Dort erhält jeder Trainee einen persönlichen Mentor, der sich um das “Training on the Job” kümmert. Überdies gibt es eine Fülle von zusätzlichen Fortbildungen und Trainingsprogrammen in Deutschland und der Schweiz, wobei indes das Prinzip “Inhalt vor Location” gelte.

Neben dem eigentlichen Job ist für die Trainees im Private Banking die Absolvierung des “Wealth Management Diploma” obligatorisch. Dieses UBS-interne Zertifikat vermittelt in sieben Leitzordnern das theoretische Rüstzeug für den Beruf.

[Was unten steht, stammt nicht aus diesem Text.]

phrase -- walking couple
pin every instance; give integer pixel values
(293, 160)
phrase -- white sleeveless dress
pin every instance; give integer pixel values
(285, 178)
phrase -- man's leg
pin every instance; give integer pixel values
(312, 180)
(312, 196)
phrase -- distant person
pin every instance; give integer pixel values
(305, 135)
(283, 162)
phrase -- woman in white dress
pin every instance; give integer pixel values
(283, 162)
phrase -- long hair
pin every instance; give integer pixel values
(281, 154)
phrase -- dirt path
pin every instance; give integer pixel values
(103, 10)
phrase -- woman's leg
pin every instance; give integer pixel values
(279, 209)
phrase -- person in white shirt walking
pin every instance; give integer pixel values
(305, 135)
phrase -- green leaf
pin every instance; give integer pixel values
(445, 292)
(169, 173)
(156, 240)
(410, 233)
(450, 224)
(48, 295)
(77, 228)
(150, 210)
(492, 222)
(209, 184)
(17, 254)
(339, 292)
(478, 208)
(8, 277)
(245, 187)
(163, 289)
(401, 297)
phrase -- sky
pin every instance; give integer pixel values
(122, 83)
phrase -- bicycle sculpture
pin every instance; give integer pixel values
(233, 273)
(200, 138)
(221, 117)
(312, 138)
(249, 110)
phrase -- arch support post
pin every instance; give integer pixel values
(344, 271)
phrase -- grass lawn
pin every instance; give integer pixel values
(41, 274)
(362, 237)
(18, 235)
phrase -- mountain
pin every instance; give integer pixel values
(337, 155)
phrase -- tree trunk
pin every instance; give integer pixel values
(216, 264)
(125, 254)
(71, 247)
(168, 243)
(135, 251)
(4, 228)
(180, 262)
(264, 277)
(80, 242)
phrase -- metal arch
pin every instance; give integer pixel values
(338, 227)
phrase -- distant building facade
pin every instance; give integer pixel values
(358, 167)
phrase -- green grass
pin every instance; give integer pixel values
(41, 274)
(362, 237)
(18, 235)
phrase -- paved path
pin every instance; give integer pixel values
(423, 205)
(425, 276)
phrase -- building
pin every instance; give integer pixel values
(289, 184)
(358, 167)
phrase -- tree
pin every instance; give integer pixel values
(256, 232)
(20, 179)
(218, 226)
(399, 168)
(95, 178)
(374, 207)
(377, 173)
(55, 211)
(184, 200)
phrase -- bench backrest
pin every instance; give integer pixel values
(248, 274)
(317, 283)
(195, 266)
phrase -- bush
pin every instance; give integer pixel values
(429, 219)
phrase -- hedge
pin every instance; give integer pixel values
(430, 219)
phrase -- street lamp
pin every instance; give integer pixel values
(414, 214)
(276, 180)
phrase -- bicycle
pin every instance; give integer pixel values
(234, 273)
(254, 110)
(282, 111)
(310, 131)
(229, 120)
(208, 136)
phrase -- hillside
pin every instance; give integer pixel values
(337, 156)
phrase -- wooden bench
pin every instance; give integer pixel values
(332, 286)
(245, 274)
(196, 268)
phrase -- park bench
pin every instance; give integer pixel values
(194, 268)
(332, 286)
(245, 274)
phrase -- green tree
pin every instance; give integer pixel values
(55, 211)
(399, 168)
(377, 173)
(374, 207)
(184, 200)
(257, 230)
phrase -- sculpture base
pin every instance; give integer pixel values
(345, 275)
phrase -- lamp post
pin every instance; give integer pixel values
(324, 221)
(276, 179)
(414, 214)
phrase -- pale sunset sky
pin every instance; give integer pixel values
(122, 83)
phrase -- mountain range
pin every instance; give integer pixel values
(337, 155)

Um an einen der begehrten Trainee-Plätze zu gelangen, sind gute Noten ein Muss. Die Absolventen sollten sich während des Studium bereits mit den Themen Geldanlage beschäftigt haben und zumindest ein Praktikum im Bereich Wealth Management oder Retail vorweisen können. Ein Master kann hilfreich sein, ist aber kein Muss.

Dagegen spielen Sprachkenntnisse – anders als etwa im Investmentbanking – nur eine untergeordnete Rolle. “Denn 99,9 Prozent der Kunden sprechen Deutsch”, erläutert Fehl.